Tujuan pendidikan islam menurut
para ahli
Ada beberapa pendapat dalam
menetapkan tujuan pendidikan islam. Berikut ini beberapa nukilan tentag tujuan
pendidikan islam dari beberapa ahli, yaitu :
1)
Prof. Dr. M. Athiyah al-Abrasyi
“Pembentukan moral yang tinggi adalah tujuan
utama dalam pendidikan islam”.[4]
Sebelumnya beliau menyatakan :
“pendidikan
budi pekerti adalah jiwa dari pendidikan islam, dan islam telah
menyimpulkan bahwa pendidikan budi
pekerti dan akhlak adalah jiwa pendidikan islam. Mencapai suatu akhlak yang
sempurna adalah tujuan sebenarnya dari pendidikan. Tapi ini tidak berarti bahwa
kita tidak mementingkan pendidikan jasmani, akal, ilmu, atau segi-segi praktis
lainnnya. Tetapi artinya ialah bahwa kita memperhatikan segi-segi pendidikan
akhlak seperti juga segi-segi lainnya itu”.4
2)
Drs. Abd. Rahman Sholeh.
Tujuan pendidikan agama islam ialah memberikan bantuan kepada
manusia yang belum dewasa, supaya cakap menyelesaikan tugas hidupnya yang
diridhai Allah SWT. Sehingga terjalinlah kebahagiaan dunia akhirat atas
kuasanya sendiri.
3)
Drs. Ahmad D. Marimba.
Tujuan terakhir pendidikan islam adalah terbentuknya kepribadian
muslim.[5]
Dimaksud
dengan kepribadian muslim menurut Drs.
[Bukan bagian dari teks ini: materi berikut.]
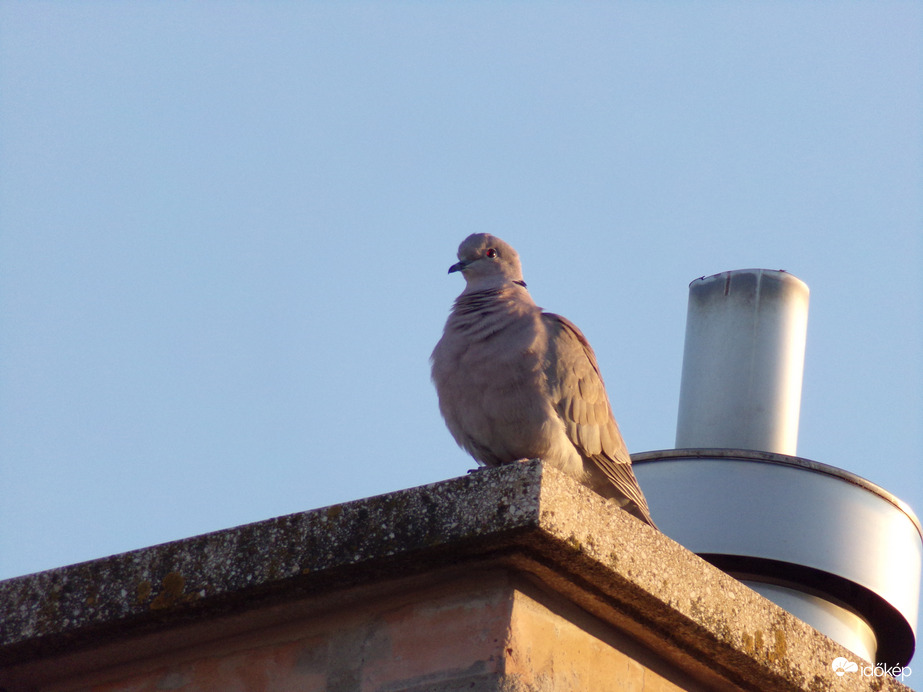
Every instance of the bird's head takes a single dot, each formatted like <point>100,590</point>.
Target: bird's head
<point>487,262</point>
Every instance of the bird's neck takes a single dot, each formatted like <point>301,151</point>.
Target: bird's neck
<point>508,299</point>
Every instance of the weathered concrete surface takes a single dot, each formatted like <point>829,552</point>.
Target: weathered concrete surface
<point>552,562</point>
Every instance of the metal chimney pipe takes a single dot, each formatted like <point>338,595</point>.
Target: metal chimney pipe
<point>743,362</point>
<point>828,546</point>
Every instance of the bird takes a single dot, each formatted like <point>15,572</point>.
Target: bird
<point>516,383</point>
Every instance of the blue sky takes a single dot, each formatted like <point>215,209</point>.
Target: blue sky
<point>225,230</point>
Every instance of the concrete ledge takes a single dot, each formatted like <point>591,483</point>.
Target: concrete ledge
<point>526,519</point>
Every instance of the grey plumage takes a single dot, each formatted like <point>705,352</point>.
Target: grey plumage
<point>517,383</point>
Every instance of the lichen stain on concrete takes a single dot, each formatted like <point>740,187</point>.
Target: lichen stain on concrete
<point>172,594</point>
<point>334,511</point>
<point>144,591</point>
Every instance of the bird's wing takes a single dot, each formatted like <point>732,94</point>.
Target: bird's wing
<point>579,397</point>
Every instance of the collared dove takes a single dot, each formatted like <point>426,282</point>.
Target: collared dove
<point>517,383</point>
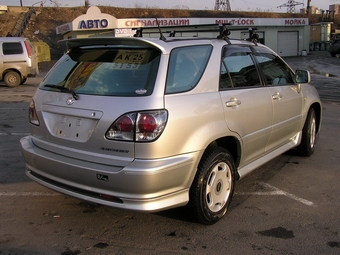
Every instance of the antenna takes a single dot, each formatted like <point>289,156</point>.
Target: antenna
<point>160,31</point>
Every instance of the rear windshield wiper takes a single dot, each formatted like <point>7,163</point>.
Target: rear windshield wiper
<point>63,89</point>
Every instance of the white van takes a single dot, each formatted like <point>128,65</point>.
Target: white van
<point>18,60</point>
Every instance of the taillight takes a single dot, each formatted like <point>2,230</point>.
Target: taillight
<point>146,123</point>
<point>33,117</point>
<point>140,126</point>
<point>28,48</point>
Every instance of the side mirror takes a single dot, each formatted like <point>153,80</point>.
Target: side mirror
<point>302,76</point>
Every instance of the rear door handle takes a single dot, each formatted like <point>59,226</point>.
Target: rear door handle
<point>233,102</point>
<point>277,96</point>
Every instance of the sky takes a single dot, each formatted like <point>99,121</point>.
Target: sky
<point>236,5</point>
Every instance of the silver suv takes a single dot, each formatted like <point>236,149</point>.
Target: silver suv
<point>152,124</point>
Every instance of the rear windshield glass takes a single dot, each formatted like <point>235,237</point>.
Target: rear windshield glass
<point>106,71</point>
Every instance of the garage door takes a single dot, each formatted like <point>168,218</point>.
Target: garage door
<point>287,43</point>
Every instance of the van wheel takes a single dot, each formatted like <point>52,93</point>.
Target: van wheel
<point>12,79</point>
<point>213,186</point>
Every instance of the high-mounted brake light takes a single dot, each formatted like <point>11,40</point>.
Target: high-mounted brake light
<point>140,126</point>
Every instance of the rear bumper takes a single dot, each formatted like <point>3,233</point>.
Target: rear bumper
<point>143,185</point>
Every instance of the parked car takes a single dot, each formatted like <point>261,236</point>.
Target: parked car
<point>18,60</point>
<point>150,124</point>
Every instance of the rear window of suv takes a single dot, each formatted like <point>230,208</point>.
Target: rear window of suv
<point>106,71</point>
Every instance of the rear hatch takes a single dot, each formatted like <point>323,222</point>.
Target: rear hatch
<point>87,102</point>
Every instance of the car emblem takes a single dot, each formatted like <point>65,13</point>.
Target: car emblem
<point>69,100</point>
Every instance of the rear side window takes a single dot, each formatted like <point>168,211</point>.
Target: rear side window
<point>238,68</point>
<point>275,71</point>
<point>106,71</point>
<point>186,67</point>
<point>12,48</point>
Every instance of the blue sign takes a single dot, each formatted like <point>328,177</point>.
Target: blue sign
<point>90,24</point>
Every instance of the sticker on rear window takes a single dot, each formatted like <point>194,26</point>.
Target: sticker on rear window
<point>127,59</point>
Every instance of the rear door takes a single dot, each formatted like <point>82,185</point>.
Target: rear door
<point>247,104</point>
<point>286,99</point>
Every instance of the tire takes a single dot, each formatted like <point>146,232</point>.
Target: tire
<point>12,79</point>
<point>307,145</point>
<point>213,186</point>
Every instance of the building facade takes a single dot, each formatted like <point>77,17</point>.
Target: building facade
<point>286,36</point>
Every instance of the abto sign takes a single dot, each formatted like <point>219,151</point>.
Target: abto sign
<point>97,23</point>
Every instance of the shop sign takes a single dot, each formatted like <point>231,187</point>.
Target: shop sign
<point>90,24</point>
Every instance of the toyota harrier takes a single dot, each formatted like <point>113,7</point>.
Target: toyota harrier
<point>149,124</point>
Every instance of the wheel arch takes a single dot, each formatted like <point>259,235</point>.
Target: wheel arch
<point>233,145</point>
<point>318,112</point>
<point>11,70</point>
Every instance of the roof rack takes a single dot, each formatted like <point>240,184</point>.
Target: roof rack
<point>222,28</point>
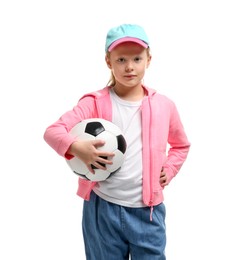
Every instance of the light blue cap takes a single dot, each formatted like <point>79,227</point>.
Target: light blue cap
<point>126,33</point>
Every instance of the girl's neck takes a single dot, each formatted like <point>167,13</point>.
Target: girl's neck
<point>130,93</point>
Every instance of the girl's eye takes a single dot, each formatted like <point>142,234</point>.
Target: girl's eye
<point>137,59</point>
<point>121,60</point>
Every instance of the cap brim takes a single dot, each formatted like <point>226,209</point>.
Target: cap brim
<point>127,39</point>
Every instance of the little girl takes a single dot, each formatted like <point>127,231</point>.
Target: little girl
<point>125,215</point>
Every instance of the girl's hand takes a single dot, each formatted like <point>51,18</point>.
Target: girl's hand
<point>163,178</point>
<point>87,152</point>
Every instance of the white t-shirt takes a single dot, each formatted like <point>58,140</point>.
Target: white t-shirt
<point>125,186</point>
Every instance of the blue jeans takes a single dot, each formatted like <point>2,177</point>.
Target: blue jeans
<point>113,232</point>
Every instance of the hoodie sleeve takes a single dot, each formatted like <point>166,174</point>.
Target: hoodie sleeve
<point>179,145</point>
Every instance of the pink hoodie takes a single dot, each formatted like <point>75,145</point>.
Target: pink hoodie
<point>161,125</point>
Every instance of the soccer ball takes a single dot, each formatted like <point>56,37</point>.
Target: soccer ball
<point>99,129</point>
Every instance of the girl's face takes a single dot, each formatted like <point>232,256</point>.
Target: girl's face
<point>128,62</point>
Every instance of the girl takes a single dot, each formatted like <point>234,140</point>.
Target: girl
<point>125,215</point>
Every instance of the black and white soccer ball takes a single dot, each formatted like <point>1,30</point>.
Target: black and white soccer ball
<point>99,129</point>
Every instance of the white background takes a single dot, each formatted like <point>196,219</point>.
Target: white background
<point>52,52</point>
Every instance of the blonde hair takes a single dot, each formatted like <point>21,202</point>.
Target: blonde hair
<point>112,80</point>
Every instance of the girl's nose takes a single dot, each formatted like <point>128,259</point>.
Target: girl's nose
<point>129,67</point>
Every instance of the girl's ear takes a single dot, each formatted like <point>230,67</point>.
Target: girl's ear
<point>148,61</point>
<point>108,63</point>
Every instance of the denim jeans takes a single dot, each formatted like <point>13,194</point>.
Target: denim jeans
<point>114,232</point>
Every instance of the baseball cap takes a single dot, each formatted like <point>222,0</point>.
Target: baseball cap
<point>126,33</point>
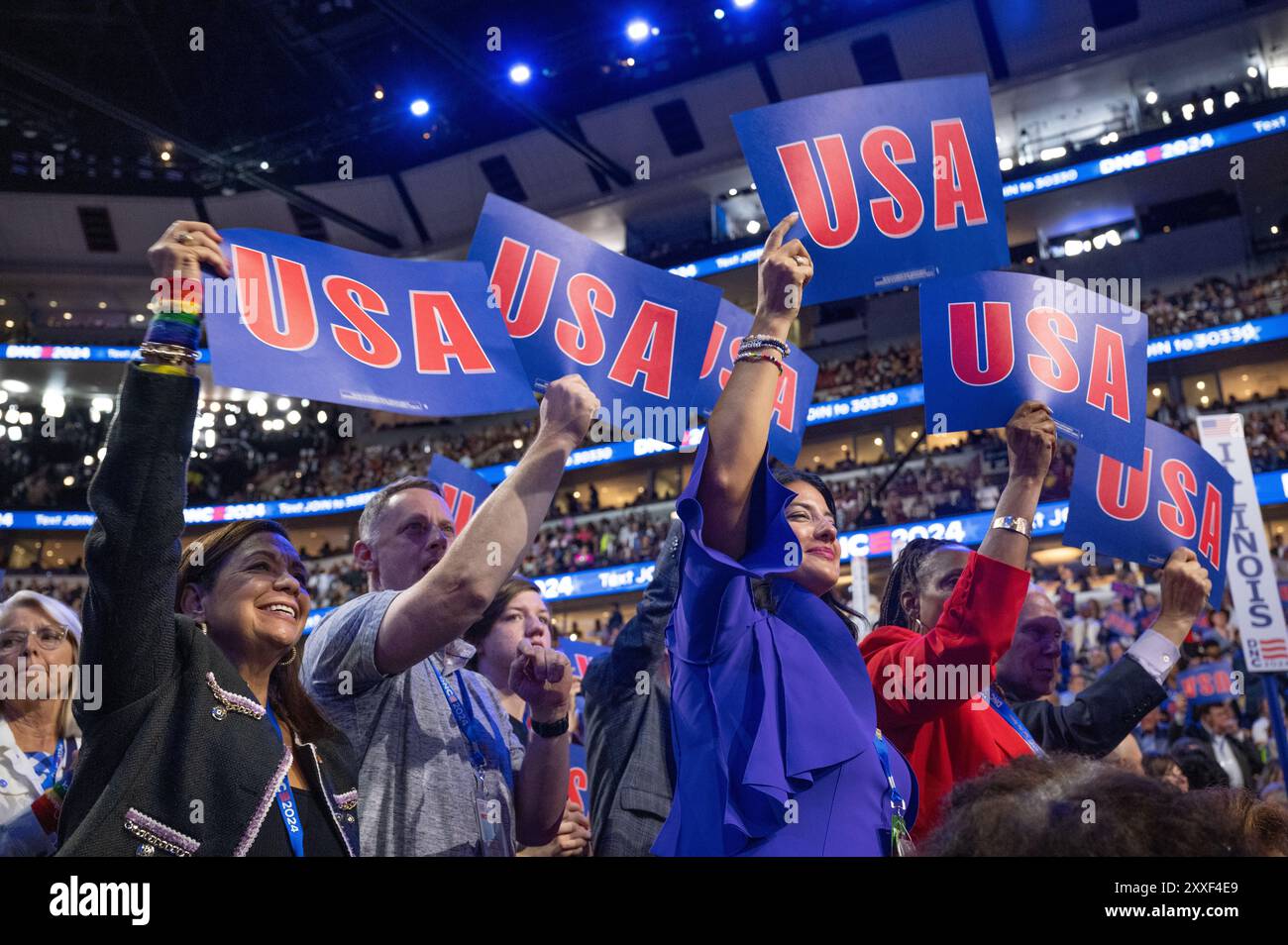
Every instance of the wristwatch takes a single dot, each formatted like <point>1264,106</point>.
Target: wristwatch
<point>1014,523</point>
<point>550,729</point>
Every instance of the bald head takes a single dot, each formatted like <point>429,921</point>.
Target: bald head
<point>1028,670</point>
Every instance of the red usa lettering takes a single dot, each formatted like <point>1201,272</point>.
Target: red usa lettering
<point>984,355</point>
<point>884,151</point>
<point>439,331</point>
<point>648,348</point>
<point>1126,497</point>
<point>785,395</point>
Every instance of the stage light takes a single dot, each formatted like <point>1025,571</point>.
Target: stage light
<point>53,403</point>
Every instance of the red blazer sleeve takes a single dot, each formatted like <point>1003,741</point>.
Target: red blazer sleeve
<point>975,628</point>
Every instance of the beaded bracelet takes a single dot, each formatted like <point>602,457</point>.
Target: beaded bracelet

Ahmad D. Marimba adalah sebagai beikut :
“Kepribadian
muslim ialah kepribadian yang seluruh aspek-aspeknya yakni baik tingkah laku
luarnya, kegiatan-kegiatan jiwanya, maupun filsafat hidup dan kepercayaannya
menunujukkan pengabdian kepada Tuhan, penyerahan diri kepada-Nya”.[6]
B.
Moralitas
Secara etimologi istilah moral berasal dari bahasa Latin mos, moris
(adat, istiadat, kebiasaan, cara, tingkah laku, kelakuan) mores (adat istiadat,
kelakuan, tabiat, watak, akhlak [7].
Menurut kamus besar bahasa Indonesia, moral diartikan sebagai keadaan
baik dan buruk yang diterima secara umum mengenai perbuatan, sikap, kewajiban,
budi pekerti dan susila. Moral juga berarti kondisi mental yang terungkap dalam
bentuk perbuatan. Selain itu moral berarti sebagai ajaran Kesusilaan. Kata
morla sendiri berasal dari bahasa Latin “mores” yang berarti tata cara dalam
kehidupan, adat istiadat dan kebiasaan.
Sikap moral yang sebenarnya disebut
moralitas. Moralitas adalah kualitas perbuatan manusia yang menunjukan bahwa
perbuatan itu benar atau salah, baik atau buruk. Moralitas mencangkup
pengertian tentang baik dan buruknya perbuatan manusia. Moralitas dapat
objektif dan subjektif , moralitas objektif adalah memandang perbuatan semata
sebagai suatu perbuatan yang telah
dikerjakan, bebas dari pengaruh-pengaruh suka rela dari pelaku. Sedangkan
moralitas subjektif adalah moralitas yang memandang perbuatan sebagai perbuatan
yang dipengaruhi pengertian dan persetujuan sipelaku sebagai individu.
Selain moralitas itu objektif dan subjektif moralitas juga dapat
intrinsic dan ekstrinsik. Moralitas intrinsic memandang suatu perbuatan menurut
hakikatnya bebas lepas dari setiap bentuk hukuman positif, yang dipandang adalah
apakah perbuatan baik atau buruk padda hakikatnya bukan apakah seorang telah
memerintahkannya atau telah melarangnya. Sedagkan moralitas ekstrinsik adalah
moralitas yang memandang perbuatan sebagai sesuatu yang diperintahkan atau
dilarang oleh seseorang yang berkuasa oleh hokum positif baik dari manusia
asalnya maupun dari tuhan.[8]
Perilaku moral
bisa ditentukan melalui tiga tahap perkembangan. Pertama, adanya rasa tekanan
dari pihak luar, misalnya entah dari tekanan sosial atau atau hokum ilahi.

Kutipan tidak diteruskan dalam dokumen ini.